Corn futures are 2 to 5 cents higher on support from outside markets.
- A "risk-on" environment is lifting grain futures this morning. Weakness in the U.S. dollar index comes as investors expect the Obama administration and Congress to strike a deal after the Thanksgiving break to avoid going over the so-called fiscal cliff.
- Ongoing delays at Brazil's ports due to congestion is also supportive for corn futures this morning, as traders expect the U.S. to garner more of the diverted business. Export sources say as much as 1.5 MMT of corn shipments from Brazil has been delayed -- the bulk to Asian buyers.
- Otherwise, expect quiet, pre-holiday trade ahead of Thanksgiving.
Soybean futures are 10 to 13 cents higher on corrective short-covering.
- Positive outside markets are spurring short-covering in the soybean market following last week's sharp losses that produced heavy chart damage.
- China says it will temporarily suspend auctions of soybeans from state reserves as it starts to stockpile new-crop soybeans. As a result, traders look for China to fill near-term demand with U.S. supplies.
- USDA announced a 20,000 MT soyoil sale to an unknown destination for 2012-13, which traders suspect is China.
Wheat futures are 2 to 5 cents higher in Chicago and mostly 1 to 3 cents higher in Kansas City and Minneapolis.
- With little fresh news for traders to digest, wheat is seeing a boost from neighboring markets and weakness in the dollar.
- Traders continue to point to tight exportable supplies in the Black Sea region, although this hasn't shifted demand to the U.S. as importers seek other more cost-competitive supplies.
- Ukraine continues to actively sell wheat ahead of its expected Dec. 1 halt on exports. The Ukraine Agrarian Confederation says 900,000 MT of wheat were exported the first half of November.
Live cattle futures are called to open steady to firmer on help from outside markets.
- The U.S. stock market is firmer amid rising hopes lawmakers will come to an agreement on avoiding the fiscal cliff, although they remain on vacation for Thanksgiving.

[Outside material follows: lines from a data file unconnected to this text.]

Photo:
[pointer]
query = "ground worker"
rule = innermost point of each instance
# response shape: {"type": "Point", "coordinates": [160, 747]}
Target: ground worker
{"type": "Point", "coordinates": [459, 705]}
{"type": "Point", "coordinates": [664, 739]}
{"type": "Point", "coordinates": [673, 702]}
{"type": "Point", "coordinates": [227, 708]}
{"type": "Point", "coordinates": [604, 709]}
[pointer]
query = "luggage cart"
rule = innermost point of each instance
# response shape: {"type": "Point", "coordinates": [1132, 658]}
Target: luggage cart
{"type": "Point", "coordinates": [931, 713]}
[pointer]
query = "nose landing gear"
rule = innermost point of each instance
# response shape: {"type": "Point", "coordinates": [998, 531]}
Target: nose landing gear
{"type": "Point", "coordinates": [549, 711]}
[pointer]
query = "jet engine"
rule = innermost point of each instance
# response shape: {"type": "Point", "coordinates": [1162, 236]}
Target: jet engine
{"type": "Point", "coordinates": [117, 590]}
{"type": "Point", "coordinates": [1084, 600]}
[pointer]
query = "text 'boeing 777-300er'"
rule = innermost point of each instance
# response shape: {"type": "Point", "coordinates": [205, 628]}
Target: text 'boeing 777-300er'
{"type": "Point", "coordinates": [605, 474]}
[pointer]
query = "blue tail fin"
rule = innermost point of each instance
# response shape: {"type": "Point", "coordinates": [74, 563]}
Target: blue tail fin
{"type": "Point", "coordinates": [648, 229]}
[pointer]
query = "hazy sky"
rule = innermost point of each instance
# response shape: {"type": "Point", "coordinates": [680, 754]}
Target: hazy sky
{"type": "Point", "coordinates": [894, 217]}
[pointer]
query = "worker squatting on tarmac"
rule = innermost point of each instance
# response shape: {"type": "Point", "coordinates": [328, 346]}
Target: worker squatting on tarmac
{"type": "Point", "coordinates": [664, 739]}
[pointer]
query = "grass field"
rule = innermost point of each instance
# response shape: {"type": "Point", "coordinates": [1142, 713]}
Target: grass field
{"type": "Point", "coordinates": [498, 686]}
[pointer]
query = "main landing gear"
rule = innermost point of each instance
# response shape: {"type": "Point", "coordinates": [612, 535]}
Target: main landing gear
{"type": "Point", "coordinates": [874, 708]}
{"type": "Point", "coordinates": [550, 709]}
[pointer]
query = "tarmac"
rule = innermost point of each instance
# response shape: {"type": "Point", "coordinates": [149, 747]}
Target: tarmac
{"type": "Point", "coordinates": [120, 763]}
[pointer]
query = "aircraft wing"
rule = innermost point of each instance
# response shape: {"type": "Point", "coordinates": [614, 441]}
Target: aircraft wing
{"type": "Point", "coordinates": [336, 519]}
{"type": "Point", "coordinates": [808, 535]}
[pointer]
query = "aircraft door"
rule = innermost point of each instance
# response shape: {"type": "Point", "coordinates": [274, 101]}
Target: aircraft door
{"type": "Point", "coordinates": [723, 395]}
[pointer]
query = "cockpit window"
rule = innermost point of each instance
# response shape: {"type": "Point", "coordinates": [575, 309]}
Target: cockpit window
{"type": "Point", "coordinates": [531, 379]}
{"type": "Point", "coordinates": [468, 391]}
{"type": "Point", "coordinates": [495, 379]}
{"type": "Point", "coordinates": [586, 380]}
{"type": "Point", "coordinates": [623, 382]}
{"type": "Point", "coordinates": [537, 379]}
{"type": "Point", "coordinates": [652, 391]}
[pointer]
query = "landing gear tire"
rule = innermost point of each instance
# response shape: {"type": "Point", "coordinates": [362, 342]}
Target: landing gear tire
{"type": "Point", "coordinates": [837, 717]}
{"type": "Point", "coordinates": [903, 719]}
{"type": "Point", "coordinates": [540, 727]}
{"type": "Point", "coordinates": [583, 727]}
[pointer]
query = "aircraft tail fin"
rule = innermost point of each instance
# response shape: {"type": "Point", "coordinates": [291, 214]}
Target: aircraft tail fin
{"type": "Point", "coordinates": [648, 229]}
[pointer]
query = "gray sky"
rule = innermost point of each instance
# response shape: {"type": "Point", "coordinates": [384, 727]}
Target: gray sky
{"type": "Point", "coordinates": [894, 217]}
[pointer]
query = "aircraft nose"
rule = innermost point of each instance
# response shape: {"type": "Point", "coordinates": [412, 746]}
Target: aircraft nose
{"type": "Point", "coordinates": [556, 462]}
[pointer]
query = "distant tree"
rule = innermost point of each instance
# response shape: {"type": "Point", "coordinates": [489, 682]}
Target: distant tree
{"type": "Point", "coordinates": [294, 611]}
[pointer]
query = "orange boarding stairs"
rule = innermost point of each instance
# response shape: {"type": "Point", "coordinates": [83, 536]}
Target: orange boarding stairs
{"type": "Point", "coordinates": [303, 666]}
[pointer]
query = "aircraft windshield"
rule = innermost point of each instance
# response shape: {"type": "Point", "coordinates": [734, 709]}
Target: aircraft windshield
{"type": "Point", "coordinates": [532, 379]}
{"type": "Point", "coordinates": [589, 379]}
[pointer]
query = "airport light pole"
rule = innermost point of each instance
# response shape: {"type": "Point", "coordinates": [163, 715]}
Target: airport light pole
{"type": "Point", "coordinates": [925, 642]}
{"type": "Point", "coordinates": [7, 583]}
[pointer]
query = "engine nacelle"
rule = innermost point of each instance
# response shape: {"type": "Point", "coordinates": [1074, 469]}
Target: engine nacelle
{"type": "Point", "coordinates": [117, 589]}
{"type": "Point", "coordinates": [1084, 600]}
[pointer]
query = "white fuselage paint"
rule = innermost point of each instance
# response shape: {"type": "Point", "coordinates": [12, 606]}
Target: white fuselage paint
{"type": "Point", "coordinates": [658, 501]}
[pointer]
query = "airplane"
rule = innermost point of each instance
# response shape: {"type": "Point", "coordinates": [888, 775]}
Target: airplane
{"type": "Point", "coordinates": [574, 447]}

- Friday's Cattle on Feed Report came in about as expected, which is supportive for deferred futures as it reflects a tightening supply situation.
- The bulk of last week's cash cattle trade came in steady with the previous week late on Friday at $125 and $126. With December live cattle trading in line with the cash market, traders will turn their attention to the boxed beef market to start the week for cash clues.
Lean hog futures are called to open steady to firmer on help from outside markets.
- Weakness in the U.S. dollar index and strength in the U.S. stock market are seen as supportive of general commodity buying this morning.
- Traders are also hopeful the pork product market is working on a near-term low as the pork cutout value rose 93 cents on Friday to lift packers' profit margins.
- The cash hog market is expected to be mostly steady to start the week, but limited demand due to the holiday could cause some locations to lower bids.
- December lean hog futures hold a small premium to the cash market, which will limit buying in nearby contracts.